A 19-year-old was arrested early Wednesday for posting threats toward black students on Yik Yak.

The threats and arrests sparked the UNC chapter of the NAACP to participate in the Concerned Student 1950 movement, said President Destinee Grove.

“We felt like it was our job to show solidarity and support them, especially since the story hasn’t received the amount of media coverage that it deserves,” Grove said.

On Saturday, two days before the system president resigned, members of the Missouri football team announced they would not participate in football activities until he left office.

For UNC, this is deja vu. About 20 years ago, football players joined other athletes and students in protests to have a free standing building for the Black Cultural Center, which was previously located in the Frank Porter Graham Student Union.

The building was approved in 1993, with the ground breaking in 2001. The new building for the Sonja Haynes Stone Center for Black Culture and History — named after a faculty member who died in 1991 — was officially opened in 2004.

Robert Stone-El, Sonja Haynes Stone’s son and standing member of the Stone Center advisory board, was only 19 years old when the protest for the freestanding building occurred.

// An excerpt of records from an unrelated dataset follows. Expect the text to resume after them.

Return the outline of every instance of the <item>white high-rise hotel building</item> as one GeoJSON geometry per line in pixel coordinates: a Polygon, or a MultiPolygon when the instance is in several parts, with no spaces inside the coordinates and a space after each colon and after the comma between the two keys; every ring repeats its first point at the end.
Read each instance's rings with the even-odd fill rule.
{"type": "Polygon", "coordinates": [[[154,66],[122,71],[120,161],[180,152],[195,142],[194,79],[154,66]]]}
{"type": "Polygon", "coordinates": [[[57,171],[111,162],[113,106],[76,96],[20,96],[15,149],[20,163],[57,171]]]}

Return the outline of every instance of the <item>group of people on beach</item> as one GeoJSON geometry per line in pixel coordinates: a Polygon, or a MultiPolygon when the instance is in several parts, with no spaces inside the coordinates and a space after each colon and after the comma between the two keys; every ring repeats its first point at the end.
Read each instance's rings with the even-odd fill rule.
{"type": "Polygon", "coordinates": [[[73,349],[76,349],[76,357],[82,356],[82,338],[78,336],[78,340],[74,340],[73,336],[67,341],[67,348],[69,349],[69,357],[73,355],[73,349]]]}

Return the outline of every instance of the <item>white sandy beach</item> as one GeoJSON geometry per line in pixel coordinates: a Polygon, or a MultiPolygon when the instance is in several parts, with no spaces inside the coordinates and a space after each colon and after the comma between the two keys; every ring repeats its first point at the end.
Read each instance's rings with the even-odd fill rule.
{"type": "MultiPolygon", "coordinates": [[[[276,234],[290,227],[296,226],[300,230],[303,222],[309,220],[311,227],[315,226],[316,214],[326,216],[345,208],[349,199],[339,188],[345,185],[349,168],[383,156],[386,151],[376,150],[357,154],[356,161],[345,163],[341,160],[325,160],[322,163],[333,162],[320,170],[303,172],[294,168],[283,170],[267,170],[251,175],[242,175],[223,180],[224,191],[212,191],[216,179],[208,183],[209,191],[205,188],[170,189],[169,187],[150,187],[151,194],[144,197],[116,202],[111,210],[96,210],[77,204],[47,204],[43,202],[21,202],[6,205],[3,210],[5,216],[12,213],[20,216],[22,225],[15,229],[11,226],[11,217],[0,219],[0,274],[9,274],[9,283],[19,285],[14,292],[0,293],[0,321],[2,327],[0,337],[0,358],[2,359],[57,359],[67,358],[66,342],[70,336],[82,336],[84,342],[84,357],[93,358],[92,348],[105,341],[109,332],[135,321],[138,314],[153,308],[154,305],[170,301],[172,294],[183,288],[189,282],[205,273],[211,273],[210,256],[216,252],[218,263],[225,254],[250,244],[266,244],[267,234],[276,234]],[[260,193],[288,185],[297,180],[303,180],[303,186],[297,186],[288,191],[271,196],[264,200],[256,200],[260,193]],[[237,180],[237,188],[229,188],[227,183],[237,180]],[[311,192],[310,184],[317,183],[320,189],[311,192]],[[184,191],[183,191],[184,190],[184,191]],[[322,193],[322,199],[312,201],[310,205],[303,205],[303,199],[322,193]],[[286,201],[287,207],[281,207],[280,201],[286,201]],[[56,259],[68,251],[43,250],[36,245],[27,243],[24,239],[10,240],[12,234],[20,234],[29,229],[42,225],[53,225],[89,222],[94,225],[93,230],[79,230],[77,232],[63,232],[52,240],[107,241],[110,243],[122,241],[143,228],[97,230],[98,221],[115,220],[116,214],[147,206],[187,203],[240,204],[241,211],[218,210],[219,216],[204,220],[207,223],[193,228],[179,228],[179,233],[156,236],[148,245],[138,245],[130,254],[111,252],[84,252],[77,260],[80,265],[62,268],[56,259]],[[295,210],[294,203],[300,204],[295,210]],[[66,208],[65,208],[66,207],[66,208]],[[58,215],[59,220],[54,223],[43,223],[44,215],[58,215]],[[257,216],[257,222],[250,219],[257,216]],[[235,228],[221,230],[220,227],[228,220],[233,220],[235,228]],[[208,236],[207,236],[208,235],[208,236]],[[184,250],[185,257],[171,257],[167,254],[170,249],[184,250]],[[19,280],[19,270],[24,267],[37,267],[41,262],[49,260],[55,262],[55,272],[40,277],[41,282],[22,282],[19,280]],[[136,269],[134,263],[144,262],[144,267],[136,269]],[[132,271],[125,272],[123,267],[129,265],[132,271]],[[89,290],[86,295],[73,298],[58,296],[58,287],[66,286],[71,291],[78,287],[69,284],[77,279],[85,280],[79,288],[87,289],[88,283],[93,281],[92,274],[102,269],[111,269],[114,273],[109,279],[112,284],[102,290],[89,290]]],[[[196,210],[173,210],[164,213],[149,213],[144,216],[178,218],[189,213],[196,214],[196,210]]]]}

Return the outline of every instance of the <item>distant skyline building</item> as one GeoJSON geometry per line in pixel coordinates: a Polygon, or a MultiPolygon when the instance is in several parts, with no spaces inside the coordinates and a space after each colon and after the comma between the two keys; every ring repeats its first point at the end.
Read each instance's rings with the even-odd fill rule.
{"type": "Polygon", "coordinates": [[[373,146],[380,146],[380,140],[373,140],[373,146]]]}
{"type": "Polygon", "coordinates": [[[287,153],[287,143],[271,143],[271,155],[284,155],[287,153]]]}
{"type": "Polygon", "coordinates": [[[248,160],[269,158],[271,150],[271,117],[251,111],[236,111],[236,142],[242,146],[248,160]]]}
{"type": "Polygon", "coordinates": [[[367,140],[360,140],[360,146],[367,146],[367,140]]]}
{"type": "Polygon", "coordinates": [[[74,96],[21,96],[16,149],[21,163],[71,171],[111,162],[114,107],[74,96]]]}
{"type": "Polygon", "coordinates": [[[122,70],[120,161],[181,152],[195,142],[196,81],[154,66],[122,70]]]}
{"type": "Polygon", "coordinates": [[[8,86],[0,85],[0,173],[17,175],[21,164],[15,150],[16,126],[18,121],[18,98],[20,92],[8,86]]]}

He said the situation in Missouri takes him back to the ‘90s because in both situations, the athletes played a large role.

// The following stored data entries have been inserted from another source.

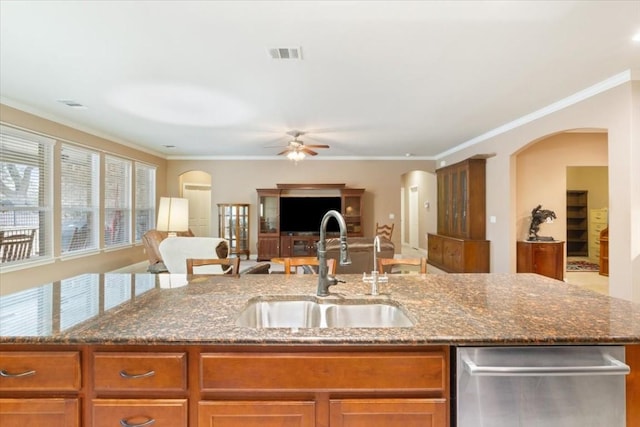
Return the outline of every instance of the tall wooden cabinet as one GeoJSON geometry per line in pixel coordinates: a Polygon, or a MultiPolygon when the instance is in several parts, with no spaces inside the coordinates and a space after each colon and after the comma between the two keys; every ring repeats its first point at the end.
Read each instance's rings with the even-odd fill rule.
{"type": "Polygon", "coordinates": [[[280,190],[258,191],[258,261],[280,256],[280,190]]]}
{"type": "Polygon", "coordinates": [[[517,243],[517,272],[537,273],[564,279],[564,242],[520,241],[517,243]]]}
{"type": "Polygon", "coordinates": [[[229,254],[245,254],[249,259],[248,204],[218,204],[218,236],[229,242],[229,254]]]}
{"type": "Polygon", "coordinates": [[[429,234],[429,263],[450,273],[488,273],[485,159],[438,169],[438,234],[429,234]]]}

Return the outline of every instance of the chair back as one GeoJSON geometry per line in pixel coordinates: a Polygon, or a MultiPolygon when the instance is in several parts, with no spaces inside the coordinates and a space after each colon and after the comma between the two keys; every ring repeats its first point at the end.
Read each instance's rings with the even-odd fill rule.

“The athletes at Missouri definitely took my mind to the athletes at Carolina who were instrumental,” Stone-El said.

Malcolm Marshall, who was an activist for the Stone Center and played football for UNC from 1990-1994, applauded the athletes’ action at Missouri but said UNC’s situation in the ‘90s was completely different.

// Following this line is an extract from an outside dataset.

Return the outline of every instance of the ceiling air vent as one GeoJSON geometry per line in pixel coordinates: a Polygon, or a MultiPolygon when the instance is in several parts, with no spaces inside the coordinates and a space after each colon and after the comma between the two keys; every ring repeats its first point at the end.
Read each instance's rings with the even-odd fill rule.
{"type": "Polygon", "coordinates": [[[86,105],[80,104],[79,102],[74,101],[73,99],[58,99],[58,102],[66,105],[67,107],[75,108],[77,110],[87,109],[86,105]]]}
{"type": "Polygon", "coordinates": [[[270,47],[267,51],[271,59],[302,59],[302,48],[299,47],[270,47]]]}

“We just wanted a building. Missouri’s story is a little different. They had actual racial actions on campus, and the president didn’t do anything about those actions,” Marshall said.

He said the two are also different because he and his teammates did not threaten revenue like the Missouri athletes did. Marshall said he and his teammates led speak-outs and peaceful protests to educate everyone so others would get behind the idea of building a freestanding Black Cultural Center.

But in both situations, Marshall said, the teams and coaches supported the athletes’ choices to speak out.

“When I played at Carolina, people thought it was going to divide my team, but it didn’t,” he said. “It brought my team closer together, because my teammates who weren’t African-American understood.”

At both Missouri and UNC, there are questions about whether the athletes’ actions put their scholarships in danger.

Robert Orr, a UNC law professor and former North Carolina judge, said there isn’t much a school or coach can do when it comes to taking a number of athletes’ scholarships away if they decide to stand together and protest or go on strike.

“Should (the players) organize and come together to make demands like that, I think the University, in a practical matter, (has) to roll over and do what the players want,” Orr said.

Marshall said alumni would write to then-head coach Mack Brown asking the University to take their scholarships away. Brown stood with the team, which made Marshall and his teammates feel safer in their decision to speak out.

“Knowing he had our back, we felt like this was a cause that we should probably stay with,” Marshall said.

Orr said the case in Missouri proved that athletes have more power than they think they do.

“They refer to them as student-athletes, but in reality they are huge revenue generators for the universities and the NCAA,” Orr said. “Like any worker who is extraordinarily valuable to his or her employer, that worker has a certain leverage if they’re willing to use it.”